Thanks for pointing this out. As we mention above, we now excluded regions that contained no sequencing data.

– I might move Figure 3 to supplement. though good to document, I didn't find it super helpful.

That’s a good point. That figure is now part of the supplement.

Reviewer #2 (Recommendations for the authors):

This manuscript reports on a genomic analysis of an intricate common garden experiment utilizing three populations (two local and one distant) to better understand the evolution or adaptive benefit of gene expression variation. This is a very interesting paper but there was a bit of an assumption about how DMGs and DEGs are cis variants that needs strengthening or supporting. Without this support, it isn't clear if the evolution of cis sequences is informative of what is happening with DMGs if they are largely trans effects as one might see for a FRI/FLC or similar polymorphism causing large transcriptomic effects.

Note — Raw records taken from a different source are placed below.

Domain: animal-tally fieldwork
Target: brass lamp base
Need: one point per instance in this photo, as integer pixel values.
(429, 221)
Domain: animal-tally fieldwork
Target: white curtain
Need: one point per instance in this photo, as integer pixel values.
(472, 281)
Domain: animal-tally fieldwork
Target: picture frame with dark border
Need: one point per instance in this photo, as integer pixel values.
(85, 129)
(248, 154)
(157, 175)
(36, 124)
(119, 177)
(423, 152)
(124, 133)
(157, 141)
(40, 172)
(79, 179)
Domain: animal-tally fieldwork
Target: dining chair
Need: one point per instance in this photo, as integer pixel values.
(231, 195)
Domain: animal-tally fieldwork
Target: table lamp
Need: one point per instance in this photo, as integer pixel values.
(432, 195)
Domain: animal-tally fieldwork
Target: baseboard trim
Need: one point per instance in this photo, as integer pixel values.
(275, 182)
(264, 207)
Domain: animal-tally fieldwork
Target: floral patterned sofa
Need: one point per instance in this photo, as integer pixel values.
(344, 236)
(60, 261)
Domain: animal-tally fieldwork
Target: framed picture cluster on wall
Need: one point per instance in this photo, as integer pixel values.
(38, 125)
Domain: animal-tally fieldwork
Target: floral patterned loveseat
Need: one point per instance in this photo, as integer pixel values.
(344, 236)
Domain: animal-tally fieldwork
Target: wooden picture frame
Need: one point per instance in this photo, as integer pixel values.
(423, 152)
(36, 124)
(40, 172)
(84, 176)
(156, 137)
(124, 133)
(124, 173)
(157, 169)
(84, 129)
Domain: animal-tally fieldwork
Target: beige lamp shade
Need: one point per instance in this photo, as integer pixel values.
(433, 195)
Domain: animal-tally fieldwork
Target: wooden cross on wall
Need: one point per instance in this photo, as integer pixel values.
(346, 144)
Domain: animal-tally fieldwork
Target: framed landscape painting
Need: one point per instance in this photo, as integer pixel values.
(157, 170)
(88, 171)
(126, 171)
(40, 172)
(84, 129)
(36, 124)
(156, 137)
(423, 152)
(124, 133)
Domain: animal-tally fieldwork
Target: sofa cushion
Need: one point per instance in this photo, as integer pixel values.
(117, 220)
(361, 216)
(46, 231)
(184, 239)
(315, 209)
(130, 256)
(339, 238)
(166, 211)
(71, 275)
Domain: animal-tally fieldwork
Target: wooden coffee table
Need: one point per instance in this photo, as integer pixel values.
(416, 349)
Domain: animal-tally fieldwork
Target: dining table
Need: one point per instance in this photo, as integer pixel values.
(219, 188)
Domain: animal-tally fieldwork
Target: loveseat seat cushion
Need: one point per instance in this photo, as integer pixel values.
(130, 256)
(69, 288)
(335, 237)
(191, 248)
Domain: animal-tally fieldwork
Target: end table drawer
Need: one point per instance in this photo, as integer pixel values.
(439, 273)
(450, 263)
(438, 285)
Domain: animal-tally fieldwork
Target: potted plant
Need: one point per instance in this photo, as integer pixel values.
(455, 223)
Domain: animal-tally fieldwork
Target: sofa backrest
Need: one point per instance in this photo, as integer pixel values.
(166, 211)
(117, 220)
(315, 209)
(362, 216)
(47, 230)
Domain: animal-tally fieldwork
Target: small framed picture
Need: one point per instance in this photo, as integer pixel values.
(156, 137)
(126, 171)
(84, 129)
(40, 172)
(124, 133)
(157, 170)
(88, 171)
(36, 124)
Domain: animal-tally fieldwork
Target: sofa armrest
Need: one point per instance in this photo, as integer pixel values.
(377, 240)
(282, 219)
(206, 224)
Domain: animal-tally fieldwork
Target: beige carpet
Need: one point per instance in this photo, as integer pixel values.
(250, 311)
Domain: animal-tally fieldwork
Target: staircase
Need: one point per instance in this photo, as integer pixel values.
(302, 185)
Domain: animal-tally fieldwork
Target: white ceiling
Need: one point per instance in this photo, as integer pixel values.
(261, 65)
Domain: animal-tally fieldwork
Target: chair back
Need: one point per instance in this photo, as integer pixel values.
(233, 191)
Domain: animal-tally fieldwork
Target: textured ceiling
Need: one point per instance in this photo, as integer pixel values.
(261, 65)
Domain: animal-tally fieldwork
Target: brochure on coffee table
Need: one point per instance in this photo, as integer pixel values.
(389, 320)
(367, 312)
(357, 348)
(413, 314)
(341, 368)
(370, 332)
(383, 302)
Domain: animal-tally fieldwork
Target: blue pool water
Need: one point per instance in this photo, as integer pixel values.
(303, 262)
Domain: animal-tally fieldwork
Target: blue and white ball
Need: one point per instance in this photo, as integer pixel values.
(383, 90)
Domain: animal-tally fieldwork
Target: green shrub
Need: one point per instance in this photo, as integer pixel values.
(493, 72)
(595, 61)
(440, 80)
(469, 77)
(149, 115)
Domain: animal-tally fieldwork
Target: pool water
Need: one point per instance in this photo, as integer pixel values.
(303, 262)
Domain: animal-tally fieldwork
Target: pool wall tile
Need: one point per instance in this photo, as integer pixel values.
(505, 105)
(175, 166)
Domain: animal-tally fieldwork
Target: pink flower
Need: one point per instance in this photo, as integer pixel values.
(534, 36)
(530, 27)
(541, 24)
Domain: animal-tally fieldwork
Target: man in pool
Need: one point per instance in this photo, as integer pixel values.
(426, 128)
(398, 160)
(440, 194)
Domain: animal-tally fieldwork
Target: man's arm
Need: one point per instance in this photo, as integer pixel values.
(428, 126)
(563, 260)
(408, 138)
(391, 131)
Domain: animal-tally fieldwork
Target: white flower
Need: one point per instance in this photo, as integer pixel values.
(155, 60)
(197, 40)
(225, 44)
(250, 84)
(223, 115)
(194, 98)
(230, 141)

One complication I'm struggling with is the analysis of differentially expressed genes. The analysis directly compares DEGs to DMGs and to genetic variation with an implicit assumption that they are comparable. However, DEGs can be caused by cis or trans events such that the majority of DEGs are caused by a single causal locus. This maybe comes up the strongest when the analysis shifts to looking for footprints of selection at the DEGs (line 225). This seems to assume the DEGs are all caused by cis but it isn't clear what the support is for this claim. Is there evidence that these are mainly cis (e.g. loci with known PAVs, large bimodal effects, etc)? Some support should be provided for an assumption that a DEG is being caused in cis.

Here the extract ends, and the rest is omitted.